Eu deveria ter me separado em 2000.
Deveria ter seguido os conselhos de todos ao meu redor, abrindo mão do que já
não era mais meu. Talvez, a minha caçula não amadurecesse tão rápido, não
agiria por aí como se aguentasse qualquer barra só porquê aguentou á do meu
casamento. Talvez, a minha filha do meio falasse mais comigo, não me olharia
com indiferença e não seria tão fechada para o mundo. E o meu filho mais velho me visita-se com mais frequência. Se eu tivesse sido mais corajosa
e não temesse a solidão, os meus filhos hoje veriam o que é essencial. É
sobre ter tirado deles a fé do amor, de ter um relacionamento saudável e
prospero. É sobre eu não ter me amado o bastante. Este texto é sobre o meu karma.

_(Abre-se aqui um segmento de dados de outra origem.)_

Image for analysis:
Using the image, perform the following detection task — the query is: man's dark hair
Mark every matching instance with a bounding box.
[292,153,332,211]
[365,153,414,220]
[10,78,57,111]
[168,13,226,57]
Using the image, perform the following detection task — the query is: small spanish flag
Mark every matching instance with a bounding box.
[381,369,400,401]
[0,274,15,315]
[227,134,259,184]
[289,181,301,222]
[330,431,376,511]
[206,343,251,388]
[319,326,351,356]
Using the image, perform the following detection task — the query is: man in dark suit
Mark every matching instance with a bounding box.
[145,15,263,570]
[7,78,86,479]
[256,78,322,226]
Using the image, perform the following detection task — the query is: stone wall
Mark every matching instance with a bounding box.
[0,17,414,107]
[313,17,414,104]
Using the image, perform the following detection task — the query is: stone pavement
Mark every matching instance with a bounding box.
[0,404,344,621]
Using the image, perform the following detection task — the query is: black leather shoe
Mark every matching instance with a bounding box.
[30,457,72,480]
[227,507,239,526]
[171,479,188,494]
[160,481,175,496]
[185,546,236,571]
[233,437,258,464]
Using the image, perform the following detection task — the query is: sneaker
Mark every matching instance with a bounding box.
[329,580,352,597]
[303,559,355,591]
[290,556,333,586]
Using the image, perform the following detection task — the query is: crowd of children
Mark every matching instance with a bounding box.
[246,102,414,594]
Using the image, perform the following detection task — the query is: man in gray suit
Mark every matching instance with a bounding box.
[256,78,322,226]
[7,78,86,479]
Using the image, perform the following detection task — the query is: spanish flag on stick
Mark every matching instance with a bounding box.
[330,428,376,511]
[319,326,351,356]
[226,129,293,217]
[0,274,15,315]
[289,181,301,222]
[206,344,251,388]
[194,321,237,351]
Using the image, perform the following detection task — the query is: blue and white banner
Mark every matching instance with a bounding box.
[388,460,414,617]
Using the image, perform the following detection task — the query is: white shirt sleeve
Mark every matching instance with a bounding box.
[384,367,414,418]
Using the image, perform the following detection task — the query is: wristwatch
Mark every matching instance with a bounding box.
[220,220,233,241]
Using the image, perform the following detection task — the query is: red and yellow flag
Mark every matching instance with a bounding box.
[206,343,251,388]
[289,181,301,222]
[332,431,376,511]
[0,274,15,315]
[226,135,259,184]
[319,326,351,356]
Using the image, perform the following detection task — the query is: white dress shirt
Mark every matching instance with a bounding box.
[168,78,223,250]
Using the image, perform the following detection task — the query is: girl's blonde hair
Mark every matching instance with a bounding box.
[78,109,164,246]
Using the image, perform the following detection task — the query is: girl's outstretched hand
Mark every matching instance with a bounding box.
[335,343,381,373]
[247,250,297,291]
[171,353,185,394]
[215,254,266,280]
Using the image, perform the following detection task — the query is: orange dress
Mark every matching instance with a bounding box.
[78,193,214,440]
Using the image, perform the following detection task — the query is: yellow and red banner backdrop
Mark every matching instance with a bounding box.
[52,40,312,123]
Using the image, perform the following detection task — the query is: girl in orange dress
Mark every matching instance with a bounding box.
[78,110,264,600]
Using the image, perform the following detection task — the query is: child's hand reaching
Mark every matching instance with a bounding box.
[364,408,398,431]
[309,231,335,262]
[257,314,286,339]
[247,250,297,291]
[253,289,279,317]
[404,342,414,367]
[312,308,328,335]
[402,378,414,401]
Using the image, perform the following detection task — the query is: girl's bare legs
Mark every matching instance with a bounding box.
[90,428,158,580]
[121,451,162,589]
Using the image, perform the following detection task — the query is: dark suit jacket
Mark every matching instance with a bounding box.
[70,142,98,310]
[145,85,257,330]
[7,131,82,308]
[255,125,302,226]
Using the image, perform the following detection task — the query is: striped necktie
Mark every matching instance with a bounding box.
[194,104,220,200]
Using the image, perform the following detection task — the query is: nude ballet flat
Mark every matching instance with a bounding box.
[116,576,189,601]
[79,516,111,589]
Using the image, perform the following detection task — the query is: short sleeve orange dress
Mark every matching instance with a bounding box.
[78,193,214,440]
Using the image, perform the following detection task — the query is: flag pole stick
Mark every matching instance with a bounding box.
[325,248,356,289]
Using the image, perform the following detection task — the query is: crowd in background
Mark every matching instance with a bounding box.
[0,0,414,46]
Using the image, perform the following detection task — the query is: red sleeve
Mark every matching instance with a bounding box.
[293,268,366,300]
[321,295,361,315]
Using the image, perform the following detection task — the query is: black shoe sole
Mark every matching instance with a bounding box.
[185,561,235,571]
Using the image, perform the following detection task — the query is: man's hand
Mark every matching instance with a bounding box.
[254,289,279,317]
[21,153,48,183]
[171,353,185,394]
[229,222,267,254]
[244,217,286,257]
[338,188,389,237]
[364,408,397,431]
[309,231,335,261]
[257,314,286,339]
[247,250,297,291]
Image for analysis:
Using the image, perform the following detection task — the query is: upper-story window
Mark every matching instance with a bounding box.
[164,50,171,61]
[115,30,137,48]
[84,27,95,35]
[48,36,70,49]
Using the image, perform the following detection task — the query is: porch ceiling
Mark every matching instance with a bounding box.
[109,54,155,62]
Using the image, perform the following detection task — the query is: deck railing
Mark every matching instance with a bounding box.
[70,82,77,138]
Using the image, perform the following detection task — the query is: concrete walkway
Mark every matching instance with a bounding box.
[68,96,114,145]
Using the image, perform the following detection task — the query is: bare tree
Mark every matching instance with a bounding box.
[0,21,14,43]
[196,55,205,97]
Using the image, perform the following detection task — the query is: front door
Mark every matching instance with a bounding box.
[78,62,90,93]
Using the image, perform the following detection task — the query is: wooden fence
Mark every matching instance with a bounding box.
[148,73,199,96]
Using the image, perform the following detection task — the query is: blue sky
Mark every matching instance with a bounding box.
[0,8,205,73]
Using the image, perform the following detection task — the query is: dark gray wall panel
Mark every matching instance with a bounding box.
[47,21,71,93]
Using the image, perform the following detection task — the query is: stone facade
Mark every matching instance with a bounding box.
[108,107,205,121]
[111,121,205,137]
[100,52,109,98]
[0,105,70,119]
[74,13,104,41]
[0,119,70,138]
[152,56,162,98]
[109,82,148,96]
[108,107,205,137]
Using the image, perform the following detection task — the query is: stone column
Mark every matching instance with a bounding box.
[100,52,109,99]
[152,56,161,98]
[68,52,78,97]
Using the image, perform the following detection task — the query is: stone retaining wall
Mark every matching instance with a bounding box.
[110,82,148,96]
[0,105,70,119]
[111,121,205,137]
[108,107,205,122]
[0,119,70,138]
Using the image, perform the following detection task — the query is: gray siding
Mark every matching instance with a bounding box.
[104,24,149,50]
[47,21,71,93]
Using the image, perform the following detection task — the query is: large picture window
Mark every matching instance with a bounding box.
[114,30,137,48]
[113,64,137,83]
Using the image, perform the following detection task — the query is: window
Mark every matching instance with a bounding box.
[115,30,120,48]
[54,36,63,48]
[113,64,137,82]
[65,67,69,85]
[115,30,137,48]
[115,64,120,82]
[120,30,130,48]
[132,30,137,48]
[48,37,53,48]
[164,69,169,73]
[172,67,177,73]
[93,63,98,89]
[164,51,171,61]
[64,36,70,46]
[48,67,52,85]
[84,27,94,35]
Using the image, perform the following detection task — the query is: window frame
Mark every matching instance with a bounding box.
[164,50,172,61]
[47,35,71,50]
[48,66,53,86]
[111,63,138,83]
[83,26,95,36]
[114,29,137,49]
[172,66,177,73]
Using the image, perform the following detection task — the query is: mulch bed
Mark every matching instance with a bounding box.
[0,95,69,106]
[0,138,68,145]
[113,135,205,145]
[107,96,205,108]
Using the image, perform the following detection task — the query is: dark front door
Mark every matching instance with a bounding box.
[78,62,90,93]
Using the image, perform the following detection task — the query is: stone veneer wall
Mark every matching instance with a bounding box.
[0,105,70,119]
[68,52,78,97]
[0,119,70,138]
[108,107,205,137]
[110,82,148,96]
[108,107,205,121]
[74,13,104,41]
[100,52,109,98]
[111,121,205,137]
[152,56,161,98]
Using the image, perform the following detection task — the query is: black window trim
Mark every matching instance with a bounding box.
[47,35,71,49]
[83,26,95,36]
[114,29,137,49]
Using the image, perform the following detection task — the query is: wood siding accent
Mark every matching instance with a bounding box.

Ele não me olha como antes, não me vê a
anos. Dorme ao meu lado, mas não está ao meu lado. É sobre todos “e se” que me
rondam diariamente. É sobre sentir que estou na história errada. É sobre ter
esquecido o quanto o amei. É sobre enlouquecer. Eu falo sobre o quanto o apego e a rotina podem nos confundir, fazendo-nos parar no tempo. É desejar noites de sono melhores,
sobre não chorar no telefone com a minha comadre. É sobre sentir falta de ser
amada e amá-lo. E desejar envelhecer tendo paz no coração. É olhar para o
lado e ver que tenho alguém que passou a vida inteira comigo e me fez feliz. É desejar fazer um cruzeiro de idosos, dançar na praia e mostrar as fotos dos meus futuros netos a qualquer pessoa que se dispor a ver. É sobre
confundir esses desejos com a minha realidade, e mascara-la todos os dias. É não
poder abrir mão. E nenhum dos dois irá pular do barco, mesmo que as crianças já
tenham. Nós continuamos ali, olhando um para o outro enquanto afundamos, sem se
ver. E sem se salvar. Todos vivem afogados em palavras não ditas e em palavras
ditas sem pensar. E alguns, vivem boiando sobre a superfície, apoiados em
memorias do que um dia foram juntos quando eram mar. E sabiam amar.